Betimes, to forge ahead we must return:
Beginnings are the point we all discern
The way we might have wandered on the road,
Or how to best convey the aching load;
And so we must return unto the gloom
Of funeral bells, whose knell spelled out her doom.
    Now Christabella was the grade of girl
Who could discern a pebble from a pearl;
She, like her mother, lively, kind and bright,
Brilliant as lightning in the gloomy night,
Was sensitive to wrong: so gentle she
When pain was dealt to someone near that she
Adored, as if her own soul had been bruised,
Felt the injustice: knew that truth, abused,
Can always only damage every one
Who breathes upon this earth beneath this sun.
    Although she was confused in loss and pain
And heartbreak stormed in her like gales of rain
In hurricanes sweep homes and souls away,
When storm surge drowns all in the tempestuous bay,                                               
Still, somehow now she held a rankling sense
That someone somewhere held some grave offense.
She knew that something in these three was wrong.
Yet as a fragile sobbing girl, not strong
Enough to have Papa quite understand
That scores of snakes were slithering through the land,
That these perhaps were they, she lay it by.
She tried to hope, despite her anxious sigh:
Although there was some cautious coolness there,
Perchance they simply had no grace to care
With fine consideration: and perhaps
She felt the strangeness of those who trade caps;
Since few were magical as her Mama,
So she must trust the judgment of Papa.
    She was inclined by nature to think well
Of every homme to each mademoiselle,
And not assume the worst of anyone.
It was by trust she gradually was undone.
    Then, when they wed, she mattered not at all.
Papa was anxious. Strangers filled the hall.
Confusion reigned in her tormented soul:
Her mourning still, and having no control
O'er half her life or well, indeed it all;
Her strange thoughts had mad power to appall.
She banished all those thoughts: how could she think that they
Were treating both of them like vanquished prey.
    She reasoned dear papa was in such pain
That to beg for redemption was in vain.
So, not the whining kind, despite the pain,
She, being respectful, just did not complain.
In truth she'd known so few families that
She figured she'd been blessed before and that
This must be what most are, and that she must
Just make the best of things: depend on trust.
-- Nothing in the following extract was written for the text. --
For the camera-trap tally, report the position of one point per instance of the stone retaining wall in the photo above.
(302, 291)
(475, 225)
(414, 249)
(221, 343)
    Afraid she'd disappoint her dear papa,
She was obedient to her stepmama
And he? He'd no idea that she'd been banished
Beneath the eaves, and he'd assumed she'd vanished
Abashed and temperamental at the loss:
To be expected, so he wasn't cross.
    At times he missed her and then sometimes she
Reminded him of dear Mama so he
In tears could not endure her company;
Thus, at the mercy of her stepkin she
Had slid into silent obscurity,
The one that children do and women do
When so abused with their abuse unknown:
Polite society effaced them and withdrew,
Their friends dissolved and she was all alone.
    Far too ashamed to face that he'd been fooled,
Too good hearted, and too bereft: Papa was ruled
In hellish heartless whims: they sometimes praised
Him, his pathetic expectations raised
And then condemned or drowned each happy thought
In crushing condescension, thus they taught,
Him, being each one, a refined sort of hog,
Allowed to fawn just like  a beaten dog,
As long as he behaved and knew his place:
If he walked upright it was a disgrace.


    And rules, oh there were rules, and rules galore,
Rules, rules, new rules and every one a chore;
Abundant rules, conflicting rules, and rules
Unshaped and uninvented, till the rules
Unearthed themselves in some monstrous infraction
That made these three boors scold her to distraction.
    And all of this was always, so they said,
Because they loved her: weak Mama was dead,
Who spoiled and coddled her and damned her soul
Indulging all her lack of self control
Till vile moral decrepitude leaked in
To fill her, seething, with ignoble sin.
Or so they claimed, then they would whip it out;
She nary was allowed the merest pout,
And spanking, whipping, flogging, missing meals,
The worst humiliation a child feels
Most keen, inflicted with a kind of zeal
That made fear terror, and each mad ordeal,
Far beyond grace and mercy and correction,
With no kind discipline and no direction,
Just made her thankful for the lonesome cold
Where she could calm her weeping. She was told
She was so lazy: she had never "worked",
And every chore it seemed she always shirked,
And so when she was banished from her room
She mused she missed some dust rat with her broom.

So, far more difficult to tell in verse,
The situation slid from bad to worse,
Their world, they all began to rearrange
So gradually they didn't think it strange,
And slid into acceptance of the thing:
They slid to ruin and all that time would bring.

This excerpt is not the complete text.